Posted on 5/23/11 at 6:37 pm to
Posted by Bayou Tiger
Member since Nov 2003
3660 posts
Posted on 5/23/11 at 6:37 pm to
quote:

Got it now. The higher the benchmark rate you put into your formula, the more your NPV increased, showing that NPV is the more exact fundamental formula, although people usually prefer the ease of using IRR in practice.
Actually, my point is that IRR is still in fact the most useful result. Instead having to assume a discount rate to test at various points for positive NPV, you now know that NPV is positive if discount rate or cost or capital is at least 6%. People like to throw IRR under the bus, but even in the example above it is superior to NPV if interpreted rigorously.
Posted by Doc Fenton
New York, NY
Member since Feb 2007
52698 posts
Posted on 5/23/11 at 6:42 pm to
quote:

People like to throw IRR under the bus, but even in the example above it is superior to NPV if interpreted rigorously.

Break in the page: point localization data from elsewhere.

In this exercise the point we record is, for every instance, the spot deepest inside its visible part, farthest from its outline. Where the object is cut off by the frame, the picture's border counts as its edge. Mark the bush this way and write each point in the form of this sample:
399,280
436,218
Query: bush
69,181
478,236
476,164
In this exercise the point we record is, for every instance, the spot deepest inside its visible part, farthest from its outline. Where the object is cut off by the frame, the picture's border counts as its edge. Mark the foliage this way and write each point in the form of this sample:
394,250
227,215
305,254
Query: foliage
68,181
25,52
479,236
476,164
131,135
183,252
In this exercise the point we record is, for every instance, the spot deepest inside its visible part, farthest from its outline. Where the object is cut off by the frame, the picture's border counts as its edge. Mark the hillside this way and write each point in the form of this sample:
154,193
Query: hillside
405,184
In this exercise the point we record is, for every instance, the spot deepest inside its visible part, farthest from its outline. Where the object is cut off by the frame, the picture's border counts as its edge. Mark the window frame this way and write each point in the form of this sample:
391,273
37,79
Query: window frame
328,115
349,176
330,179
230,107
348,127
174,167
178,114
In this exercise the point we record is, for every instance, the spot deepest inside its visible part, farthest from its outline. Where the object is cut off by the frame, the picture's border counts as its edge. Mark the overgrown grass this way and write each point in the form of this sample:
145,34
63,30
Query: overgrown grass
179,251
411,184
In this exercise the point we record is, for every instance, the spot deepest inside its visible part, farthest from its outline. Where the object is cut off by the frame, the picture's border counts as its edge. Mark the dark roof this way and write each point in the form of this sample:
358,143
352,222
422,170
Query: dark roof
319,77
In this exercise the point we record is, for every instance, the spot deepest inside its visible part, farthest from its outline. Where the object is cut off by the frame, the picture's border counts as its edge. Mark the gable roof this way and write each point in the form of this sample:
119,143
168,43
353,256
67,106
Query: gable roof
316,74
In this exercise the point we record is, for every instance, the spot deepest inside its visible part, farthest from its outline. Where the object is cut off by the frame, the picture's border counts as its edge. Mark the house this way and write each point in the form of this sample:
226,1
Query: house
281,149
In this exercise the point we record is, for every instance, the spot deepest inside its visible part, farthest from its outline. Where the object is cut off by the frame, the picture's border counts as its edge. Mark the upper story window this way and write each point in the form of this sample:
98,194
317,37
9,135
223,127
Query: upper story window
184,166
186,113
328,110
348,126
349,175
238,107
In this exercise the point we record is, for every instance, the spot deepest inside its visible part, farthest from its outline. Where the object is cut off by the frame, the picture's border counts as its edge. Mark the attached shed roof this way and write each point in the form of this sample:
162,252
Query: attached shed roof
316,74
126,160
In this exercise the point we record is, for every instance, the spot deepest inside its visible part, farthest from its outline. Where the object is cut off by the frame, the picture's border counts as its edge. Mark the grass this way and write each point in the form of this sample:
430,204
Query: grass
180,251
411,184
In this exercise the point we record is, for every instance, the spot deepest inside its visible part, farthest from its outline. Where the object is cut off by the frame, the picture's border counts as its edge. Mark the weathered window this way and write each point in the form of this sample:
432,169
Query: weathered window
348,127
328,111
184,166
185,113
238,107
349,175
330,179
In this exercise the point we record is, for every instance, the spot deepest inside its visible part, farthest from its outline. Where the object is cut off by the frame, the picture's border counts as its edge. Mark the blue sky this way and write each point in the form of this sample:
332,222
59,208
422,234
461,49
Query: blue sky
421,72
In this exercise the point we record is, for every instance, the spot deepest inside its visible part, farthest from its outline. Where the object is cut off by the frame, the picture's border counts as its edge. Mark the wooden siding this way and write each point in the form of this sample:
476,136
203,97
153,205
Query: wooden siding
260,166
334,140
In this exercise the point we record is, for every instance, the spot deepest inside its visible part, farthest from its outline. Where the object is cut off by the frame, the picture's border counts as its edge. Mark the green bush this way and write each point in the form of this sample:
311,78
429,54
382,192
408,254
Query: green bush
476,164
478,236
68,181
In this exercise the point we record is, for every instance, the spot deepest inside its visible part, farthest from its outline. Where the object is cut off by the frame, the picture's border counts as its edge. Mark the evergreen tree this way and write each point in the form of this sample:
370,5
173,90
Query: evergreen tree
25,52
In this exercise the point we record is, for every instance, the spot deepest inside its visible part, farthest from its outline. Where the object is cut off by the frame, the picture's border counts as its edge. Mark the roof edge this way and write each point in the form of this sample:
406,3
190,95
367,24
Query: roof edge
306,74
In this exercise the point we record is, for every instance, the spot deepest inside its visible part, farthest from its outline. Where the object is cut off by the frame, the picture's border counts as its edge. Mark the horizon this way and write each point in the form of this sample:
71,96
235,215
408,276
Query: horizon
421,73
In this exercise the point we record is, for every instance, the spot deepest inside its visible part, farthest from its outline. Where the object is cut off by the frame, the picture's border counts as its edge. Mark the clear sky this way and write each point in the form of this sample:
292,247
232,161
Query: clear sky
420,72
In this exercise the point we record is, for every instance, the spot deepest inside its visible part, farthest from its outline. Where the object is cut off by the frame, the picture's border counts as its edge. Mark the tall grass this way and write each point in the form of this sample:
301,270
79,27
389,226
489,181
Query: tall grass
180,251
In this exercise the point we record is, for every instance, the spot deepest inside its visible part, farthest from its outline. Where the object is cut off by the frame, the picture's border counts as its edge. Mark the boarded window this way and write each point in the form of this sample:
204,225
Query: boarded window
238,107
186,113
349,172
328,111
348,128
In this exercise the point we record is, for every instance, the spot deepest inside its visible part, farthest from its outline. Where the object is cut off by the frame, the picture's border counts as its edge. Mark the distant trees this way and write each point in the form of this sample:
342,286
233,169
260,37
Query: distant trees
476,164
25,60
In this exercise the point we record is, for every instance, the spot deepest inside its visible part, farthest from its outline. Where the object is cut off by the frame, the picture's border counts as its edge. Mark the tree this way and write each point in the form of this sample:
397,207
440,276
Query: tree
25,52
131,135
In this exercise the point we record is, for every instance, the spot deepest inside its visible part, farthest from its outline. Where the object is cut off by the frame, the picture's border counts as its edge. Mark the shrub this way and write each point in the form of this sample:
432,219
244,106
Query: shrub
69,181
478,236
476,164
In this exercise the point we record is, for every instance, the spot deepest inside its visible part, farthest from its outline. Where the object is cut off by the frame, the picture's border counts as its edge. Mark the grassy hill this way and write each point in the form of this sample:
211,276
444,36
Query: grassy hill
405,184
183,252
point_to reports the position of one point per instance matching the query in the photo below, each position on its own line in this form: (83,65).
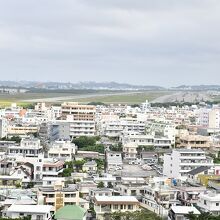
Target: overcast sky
(151,42)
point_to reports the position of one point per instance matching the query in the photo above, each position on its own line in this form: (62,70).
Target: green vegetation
(89,144)
(137,215)
(24,218)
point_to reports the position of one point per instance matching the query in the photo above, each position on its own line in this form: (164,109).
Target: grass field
(124,98)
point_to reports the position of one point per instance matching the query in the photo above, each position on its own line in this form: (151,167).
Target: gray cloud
(143,42)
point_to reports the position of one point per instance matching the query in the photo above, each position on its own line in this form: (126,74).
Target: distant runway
(183,97)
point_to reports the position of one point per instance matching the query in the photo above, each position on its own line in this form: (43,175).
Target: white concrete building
(29,147)
(214,118)
(64,150)
(109,204)
(36,212)
(209,202)
(130,151)
(181,161)
(3,127)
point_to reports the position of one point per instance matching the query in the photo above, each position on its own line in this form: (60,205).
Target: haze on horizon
(147,42)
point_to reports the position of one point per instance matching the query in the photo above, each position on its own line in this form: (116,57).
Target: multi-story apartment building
(29,147)
(140,140)
(109,204)
(22,130)
(115,128)
(70,128)
(194,141)
(214,118)
(181,161)
(79,112)
(209,201)
(58,195)
(130,151)
(3,127)
(64,150)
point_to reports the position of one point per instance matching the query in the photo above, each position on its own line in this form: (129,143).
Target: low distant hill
(197,87)
(80,85)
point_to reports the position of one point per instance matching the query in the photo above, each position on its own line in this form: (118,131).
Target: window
(39,217)
(130,207)
(115,207)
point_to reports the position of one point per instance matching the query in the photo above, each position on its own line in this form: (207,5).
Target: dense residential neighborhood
(82,162)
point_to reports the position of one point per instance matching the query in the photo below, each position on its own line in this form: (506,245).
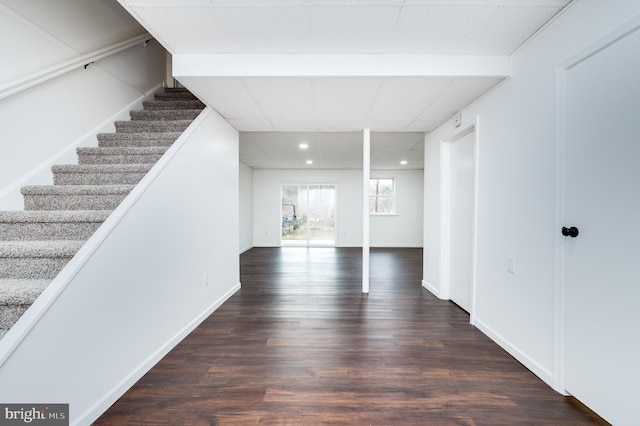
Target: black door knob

Hmmmm, that's not the way I interpret it...
Posted by kfizzle85
Member since Dec 2005
22022 posts
Posted on 5/23/11 at 6:45 pm to
Well, for whatever its worth, we usually had to plot npv/irr on charts, so that's pretty common now. I'm not sure I follow your irr v npv superiority argument, so I'm not arguing against you.
Posted by TheHiddenFlask
The Welsh red light district
Member since Jul 2008
18384 posts
Posted on 5/23/11 at 10:03 pm to
Interesting. Haven't sen you around here before, which is surprising after that knowledge drop.